"Le professeur Foldingue" commence à être bien daté. Sorti il y a 22 ans, ce film est totalement dans son époque (un peu trop même) : de l'humour avec un acteur principal qui multiplie les grimaces et les gestes agaçants, le mauvais goût, une considération pour les femmes particulière, etc ... Autre temps, autres moeurs donc je ne lui ferai pas ce procès d'intention.
Ce que je peux critiquer, par contre, c'est le côté énervant de l'oeuvre. Eddie Murphy est touchant lorsqu'il incarne le professeur Foldingue. Il parvient à se fondre (certes, derrière des tonnes de maquillage) dans son personnage et à lui donner une certaine envergure (pas de mauvais jeu de mot). En revanche, lorsqu'il devient Buddy Love, il se fait des bisous biscottos, #C'estmoilemeilleur, #C'estmoileplusbeau #C'estmoileplusfort. Rien de plus énervant que de voir ce narcissisme si fièrement assumé sur un écran de télévision.
D'autant plus que son débit mitraillette et sa voix criarde ainsi que ses expressions qui tordent son visage sont difficilement supportables. Reste naturel Eddie, comme lorsque tu es dans la peau du Professeur, tu y es bien meilleur.
Quant à l'histoire, elle n'est pas dingue. Certes, elle est originale (enfin autant que peut l'être un remake, car oui il s'agit du remake de "Docteur Jerry et Mister Love" de Jerry Lewis) mais elle n'est pas vraiment bien exploitée.

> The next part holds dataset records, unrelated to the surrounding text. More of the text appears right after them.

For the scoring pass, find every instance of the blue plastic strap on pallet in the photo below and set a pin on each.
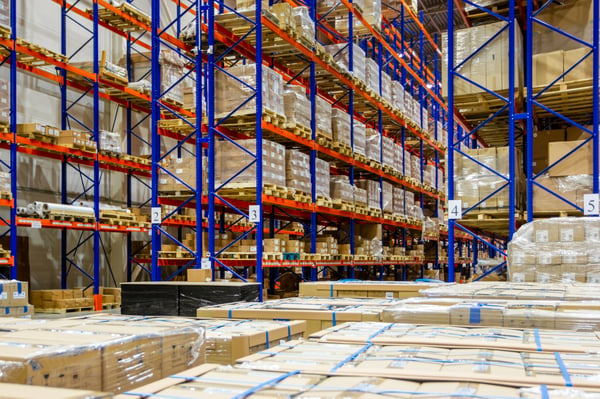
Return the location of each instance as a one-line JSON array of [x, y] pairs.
[[475, 314], [265, 385], [563, 370], [544, 392], [538, 342]]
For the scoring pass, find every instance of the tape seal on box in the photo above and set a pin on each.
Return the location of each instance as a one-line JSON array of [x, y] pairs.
[[563, 370], [538, 342], [475, 315]]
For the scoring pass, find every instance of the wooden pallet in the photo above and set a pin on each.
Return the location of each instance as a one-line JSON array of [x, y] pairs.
[[245, 120], [65, 310], [322, 201], [174, 255], [111, 18], [238, 255], [299, 130], [71, 217], [244, 191], [343, 205]]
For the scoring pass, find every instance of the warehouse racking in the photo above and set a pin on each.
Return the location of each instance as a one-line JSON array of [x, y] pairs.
[[507, 117], [202, 56]]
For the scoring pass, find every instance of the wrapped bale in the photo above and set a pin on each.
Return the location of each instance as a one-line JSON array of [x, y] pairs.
[[323, 178], [296, 106], [297, 171], [230, 93], [229, 158]]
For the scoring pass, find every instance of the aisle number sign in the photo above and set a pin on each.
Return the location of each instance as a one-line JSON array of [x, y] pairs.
[[454, 209], [590, 204], [254, 213]]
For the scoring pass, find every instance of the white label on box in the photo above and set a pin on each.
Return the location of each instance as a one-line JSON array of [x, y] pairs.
[[566, 235], [592, 233], [156, 215], [205, 263], [543, 278], [593, 278], [545, 258], [570, 258], [541, 236]]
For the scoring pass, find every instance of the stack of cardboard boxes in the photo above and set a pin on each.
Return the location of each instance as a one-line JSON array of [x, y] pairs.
[[14, 299], [555, 250]]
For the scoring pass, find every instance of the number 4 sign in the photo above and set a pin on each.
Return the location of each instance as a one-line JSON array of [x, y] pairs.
[[254, 215], [590, 204], [454, 209]]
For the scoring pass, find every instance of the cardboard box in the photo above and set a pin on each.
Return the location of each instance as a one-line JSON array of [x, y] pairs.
[[545, 231], [578, 163]]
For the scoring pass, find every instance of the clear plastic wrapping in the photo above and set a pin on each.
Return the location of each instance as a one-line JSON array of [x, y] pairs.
[[341, 189], [323, 114], [323, 178], [498, 312], [341, 53], [340, 123], [373, 191], [388, 149], [253, 376], [556, 250], [372, 75], [388, 196], [386, 87], [489, 67], [398, 96], [360, 138], [110, 141], [398, 200], [229, 159], [230, 93], [303, 24], [101, 352], [296, 106], [373, 148], [297, 171], [360, 196]]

D'ailleurs la morale du film semble assez bancale : "assume toi" est une bonne morale, "reste obèse au point de mettre ta vie et ta santé en danger", beaucoup moins. Car on ne parle pas de quelques rondeurs là mais d'un véritable obèse, avec toutes les complications que cela peut entraîner. Or, un film a une certaine responsabilité dans les messages qu'il fait passer et les scénaristes du Professeur Foldingue ne semblent pas en avoir pris conscience. Dommage.